Inevitably, he moved to Paris and then emigrated to Canada, thus beginning his career in the international world of hotels. Dubai beckoned, with Offe heading up The Rotisserie at InterContinental, now Radisson Blu, on the Creek, before transferring to Oman.

“That’s something that’s an achievement, that’s never something that I thought would happen to me, coming from a small restaurant in France, particularly in a country where I never had any idea where it was at the time, Oman,” he recalls.

IHG then took Offe to Asia, a continent he was always fascinated by, explaining why he has never left, with Hong Kong now his home. Here, Offe met the person who would inspire his career from this moment on, following a move to Shangri-La to open the company’s hotel in Jakarta.

Offe explains: “I really wanted to do an opening, for some reason I got connected with the right people because I always believe it’s a question of opportunity and being there at the right time, so I got the job and opened the hotel as executive chef.

My general manager at that time, John Segreti, became vice president, so then he asked me if I wanted to become director of F&B, which I never wanted to be. I was very happy as a chef, I was king of my castle.
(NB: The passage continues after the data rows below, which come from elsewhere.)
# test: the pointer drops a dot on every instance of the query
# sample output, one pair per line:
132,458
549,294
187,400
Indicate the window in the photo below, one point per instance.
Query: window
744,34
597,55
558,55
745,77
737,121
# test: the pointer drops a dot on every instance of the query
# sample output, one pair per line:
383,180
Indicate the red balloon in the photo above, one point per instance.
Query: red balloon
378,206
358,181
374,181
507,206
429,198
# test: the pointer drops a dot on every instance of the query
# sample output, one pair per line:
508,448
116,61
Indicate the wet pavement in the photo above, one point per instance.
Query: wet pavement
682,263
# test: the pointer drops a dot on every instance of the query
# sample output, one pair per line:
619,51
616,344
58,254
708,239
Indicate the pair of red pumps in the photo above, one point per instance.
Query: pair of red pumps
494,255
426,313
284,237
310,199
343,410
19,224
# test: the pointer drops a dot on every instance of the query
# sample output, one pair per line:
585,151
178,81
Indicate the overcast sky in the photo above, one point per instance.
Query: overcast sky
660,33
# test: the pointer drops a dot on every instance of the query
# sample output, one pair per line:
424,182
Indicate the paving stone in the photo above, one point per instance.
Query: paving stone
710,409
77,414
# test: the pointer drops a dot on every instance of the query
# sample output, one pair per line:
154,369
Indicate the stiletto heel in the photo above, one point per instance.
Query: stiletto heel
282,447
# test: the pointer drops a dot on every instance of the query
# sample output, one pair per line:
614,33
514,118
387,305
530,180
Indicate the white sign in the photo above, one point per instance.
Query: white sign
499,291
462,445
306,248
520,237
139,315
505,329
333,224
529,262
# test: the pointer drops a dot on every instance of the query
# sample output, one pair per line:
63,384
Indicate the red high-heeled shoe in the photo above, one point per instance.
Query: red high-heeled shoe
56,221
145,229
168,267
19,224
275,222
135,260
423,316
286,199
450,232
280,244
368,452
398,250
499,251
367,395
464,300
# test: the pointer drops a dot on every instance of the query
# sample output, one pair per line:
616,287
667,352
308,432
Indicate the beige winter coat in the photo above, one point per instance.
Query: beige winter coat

He said ‘by tomorrow morning you have to give me an answer’. I went home, gave it some thought, talked to my wife, and the following day said ‘if you think I can do it and become a general manager one day, then I’ll take the job. Otherwise I better stay as a chef’. He said ‘why don’t you buy a suit’ and that was it”.

The pair later transferred to Singapore and then Offe became hotel manager of the 1000-room Shangri-La in Bangkok. It was here that another opportunity arose, meaning another decision again forced by Segreti — this time between Offe being general manager for the first time, or moving to corporate office.

Choosing the latter, with his brief being to reposition the company from an F&B standpoint, meant Offe opened 40 hotels with Shangri-La, being heavily involved in each project thanks to the family-owned nature of the chain.

But after 19 years, with “everything aligned”, he accepted an approach from Fairmont and now, has a clear ambition for what he wants to achieve with the chain.

“I believe today in food and beverage there is a vacuum when it comes to leadership in the hotel industry,” says Offe. “There are quite a few brands that have done a very good job in the past and they are not as focused as they used to be,” he says, partly because some are opening less hotels while others are opening such large properties that they are “becoming more of a machine”.

“I don’t think anybody does a great job...we’re coping, but it’s difficult, it’s hard to find people, the investment, it’s about money. If I asked you today who is the leader in F&B worldwide, you may say ‘Four Seasons is very good in this area, or Ritz-Carlton or Shangri-La or Hyatt’, but we cannot say there is one brand which comes to mind as the best in Middle East, in Europe, in Asia. So I think there is an opportunity for Fairmont to take that leadership,” he asserts.

The gap has arisen in part due to competition from standalone outlets on the rise says Offe, although he is keen to point out that hotels must address the reason why this growth is an issue — cost.

“The problem that we all have is everybody will tell you restaurants in hotels are too expensive. Some standalones are very expensive but for different reasons. The way we run the hotels with the structure that we have, we become too expensive.

And I think you cannot today say to the customer ‘oh because we are a hotel we are going to charge 40% more than somebody else who is very successful in the market’ – you can’t do that and there is no rationale for that so I think we have reached a stage today where we really need to think how we do business because otherwise people will go to a free-standing restaurant,” worries Offe.